Very quickly, the tag will encode and you will be presented with 'Write NDEF message successful'. You tag has now been encoded. If you want to check what you have encoded, then with an iPhone XS to 14, you can just close the App and hold the phone over the tag to launch your website.
If you have an iPhone 7, 8 or X, then you need an App to read the NFC tag and you can find out how on our how to read NFC tags with an iPhone 7, 8 or X tutorial.
And that's it. You've successfully encoded your first tag.
If you followed the steps in this tutorial and your tag didn't encode then check a few things.
There's no on/off settings for NFC within the iPhone. You can't have turned it off as it is always on.
This means that there's almost certainly something not right with your NFC tag. One problem with the iPhone implementation is that it's difficult to tell whether there's a functional problem with the tag or the tag hasn't been prepared correctly. In both instances, the iPhone will not respond.
If you have an Android phone, then you should be able to scan the tag to check if it is responding. Using an App such as NXP's TagInfo will also give you information of the tag type. If the tag is functioning, then you usually encode data on it (without locking) with an Android phone and then encode data with the iPhone.
If the tag isn't reading with an Android phone, then its probably dead and you'll never bring it back to life.
The actual tag scan or write distances that you can achieve with an iPhone will be dependent on both the NFC chip and the NFC tag. Generally, a larger NFC tag up to around 40mm will perform better than a smaller NFC tag. Anything less than 20mm and you might start to have a problem writing.
Note that its not quite that simple. There's a difference between the size of the tag and the size of the antenna. On low quality 'ebay' type tags, there can be quite a difference between the physical size of the tag and the antenna size because the manufacturer needs a large tolerance. The antenna size is the important part so even if you have a 25mm tag, if the antenna is only 18mm then it will become difficult to read.
There's also the difference between high quality tags and low quality tags in terms of antenna tuning. NFC tags need to work at a specific frequency. If you think of it like an old FM/AM radio - if you move the dial away from the radio station just a little you can still hear but the quality drops off quickly. The same with an NFC tag. As you move away from the peak tuning, it can still scan but the performance can be much lower.
Higher quality tags have a more reliable tuning and therefore almost always have a better scan distance.
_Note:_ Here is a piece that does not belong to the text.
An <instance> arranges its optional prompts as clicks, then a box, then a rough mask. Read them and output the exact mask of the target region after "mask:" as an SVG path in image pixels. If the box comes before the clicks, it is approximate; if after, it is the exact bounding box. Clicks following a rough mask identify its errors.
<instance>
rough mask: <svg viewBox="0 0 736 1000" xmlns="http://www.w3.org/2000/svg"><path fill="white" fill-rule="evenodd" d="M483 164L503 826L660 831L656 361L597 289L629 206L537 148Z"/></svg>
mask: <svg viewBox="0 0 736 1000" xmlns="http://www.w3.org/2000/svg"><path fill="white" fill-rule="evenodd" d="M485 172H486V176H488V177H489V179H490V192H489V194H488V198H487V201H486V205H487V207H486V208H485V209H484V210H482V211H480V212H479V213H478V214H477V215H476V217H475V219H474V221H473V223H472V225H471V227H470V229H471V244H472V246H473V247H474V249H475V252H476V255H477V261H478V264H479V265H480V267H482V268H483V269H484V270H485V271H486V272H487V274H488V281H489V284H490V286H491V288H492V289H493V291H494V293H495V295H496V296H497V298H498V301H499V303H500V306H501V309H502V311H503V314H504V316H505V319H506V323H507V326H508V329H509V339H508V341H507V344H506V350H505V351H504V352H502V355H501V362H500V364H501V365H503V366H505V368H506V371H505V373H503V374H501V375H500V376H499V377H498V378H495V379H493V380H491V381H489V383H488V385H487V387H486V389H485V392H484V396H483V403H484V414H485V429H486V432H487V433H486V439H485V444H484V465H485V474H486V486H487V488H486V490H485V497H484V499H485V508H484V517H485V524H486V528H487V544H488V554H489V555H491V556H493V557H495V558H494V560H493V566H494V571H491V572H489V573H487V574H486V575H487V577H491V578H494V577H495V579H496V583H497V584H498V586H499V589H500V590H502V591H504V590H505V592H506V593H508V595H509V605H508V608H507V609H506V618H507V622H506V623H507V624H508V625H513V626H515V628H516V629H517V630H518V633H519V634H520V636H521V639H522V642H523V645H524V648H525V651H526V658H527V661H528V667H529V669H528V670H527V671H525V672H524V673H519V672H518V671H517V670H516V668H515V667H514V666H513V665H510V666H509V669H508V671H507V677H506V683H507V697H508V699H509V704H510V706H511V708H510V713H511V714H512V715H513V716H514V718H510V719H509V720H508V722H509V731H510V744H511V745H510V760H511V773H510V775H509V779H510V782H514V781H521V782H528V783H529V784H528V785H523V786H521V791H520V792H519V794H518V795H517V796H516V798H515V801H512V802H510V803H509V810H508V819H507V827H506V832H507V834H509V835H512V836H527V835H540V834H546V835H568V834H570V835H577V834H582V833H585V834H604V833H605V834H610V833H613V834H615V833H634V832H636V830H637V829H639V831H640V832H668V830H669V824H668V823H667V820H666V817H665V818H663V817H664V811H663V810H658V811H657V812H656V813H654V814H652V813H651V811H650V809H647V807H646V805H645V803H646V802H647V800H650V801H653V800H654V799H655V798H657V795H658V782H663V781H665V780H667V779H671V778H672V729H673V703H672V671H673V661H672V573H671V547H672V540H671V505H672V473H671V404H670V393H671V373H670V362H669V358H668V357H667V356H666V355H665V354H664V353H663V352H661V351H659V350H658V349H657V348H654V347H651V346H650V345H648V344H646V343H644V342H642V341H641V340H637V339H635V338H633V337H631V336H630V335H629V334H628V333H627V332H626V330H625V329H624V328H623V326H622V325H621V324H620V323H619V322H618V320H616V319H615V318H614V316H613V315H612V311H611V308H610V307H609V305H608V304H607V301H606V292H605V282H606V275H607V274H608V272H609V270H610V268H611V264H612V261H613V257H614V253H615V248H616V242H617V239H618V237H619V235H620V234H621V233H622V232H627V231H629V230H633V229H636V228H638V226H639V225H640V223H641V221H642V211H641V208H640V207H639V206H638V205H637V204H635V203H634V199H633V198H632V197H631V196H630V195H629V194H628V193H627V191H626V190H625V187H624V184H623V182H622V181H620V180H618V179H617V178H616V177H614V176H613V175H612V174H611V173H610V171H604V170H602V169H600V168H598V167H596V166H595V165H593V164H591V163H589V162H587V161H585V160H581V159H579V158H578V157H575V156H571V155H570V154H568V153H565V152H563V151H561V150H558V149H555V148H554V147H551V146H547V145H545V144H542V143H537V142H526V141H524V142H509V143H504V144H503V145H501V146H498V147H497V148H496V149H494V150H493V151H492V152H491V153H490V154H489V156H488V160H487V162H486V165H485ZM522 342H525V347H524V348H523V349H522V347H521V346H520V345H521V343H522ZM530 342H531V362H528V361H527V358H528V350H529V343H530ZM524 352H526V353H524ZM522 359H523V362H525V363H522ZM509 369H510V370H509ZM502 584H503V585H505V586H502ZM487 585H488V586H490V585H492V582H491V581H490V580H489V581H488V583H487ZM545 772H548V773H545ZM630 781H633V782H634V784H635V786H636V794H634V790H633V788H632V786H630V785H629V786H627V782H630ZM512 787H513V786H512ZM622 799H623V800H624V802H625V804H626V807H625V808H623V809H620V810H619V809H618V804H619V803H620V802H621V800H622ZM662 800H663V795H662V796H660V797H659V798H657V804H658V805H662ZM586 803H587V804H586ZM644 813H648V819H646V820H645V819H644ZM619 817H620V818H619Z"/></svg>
The chip itself can also play a part. Some older NFC chips which were used in the early days of mobile phone NFC such as the MIFARE Classic or Ultralight C have a substantially worse scan distance than the latest NTAG series chips. Unfortunately, there are also 'fake' NFC chips on the market as well so even if they are labelled as a particular type, they might not be at all. The only way around this is to avoid buying tags from ebay or similar and buy them from a specialist. We would say that of course but specialist NFC retailers are usually very careful of chip and quality and can easily tell the difference.